A start-up Itera apresenta um protótipo em que as pistas condutoras fixas de cobre são substituídas por ligas metálicas líquidas controláveis sobre vidro – permitindo assim a reconfiguração dos circuitos num piscar de olhos.
A startup norte-americana «Itera» chama a atenção com um conceito que, à primeira vista, parece surpreendente: a «primeira placa de circuito impresso fluida do mundo».
Para tal, a Itera recorre à eletro-molhabilidade – um processo em que campos elétricos alteram as propriedades superficiais de líquidos sobre um substrato, a fim de orientar com precisão as ligas metálicas líquidas e, assim, formar as pistas condutoras de uma placa de circuito impresso.

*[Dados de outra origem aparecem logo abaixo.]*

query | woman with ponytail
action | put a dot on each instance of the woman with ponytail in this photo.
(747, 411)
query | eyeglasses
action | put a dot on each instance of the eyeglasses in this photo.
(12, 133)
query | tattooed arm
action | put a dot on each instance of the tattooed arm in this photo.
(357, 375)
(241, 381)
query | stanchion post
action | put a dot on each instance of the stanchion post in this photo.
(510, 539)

Como a Itera explicou aTom’s Hardwareexplica que, desta forma, os engenheiros poderão ligar fisicamente o circuito «antes mesmo que o café arrefeça».
Como funciona a tecnologia
As placas de circuito impresso (PCBs; «Printed Circuit Boards») convencionais consistem em faixas condutoras de cobre sobre um substrato de epóxi.
- Uma vez produzidas, as ligações são imutáveis; quem quiser testar um outro percurso de circuito tem de mandar fabricar uma nova placa.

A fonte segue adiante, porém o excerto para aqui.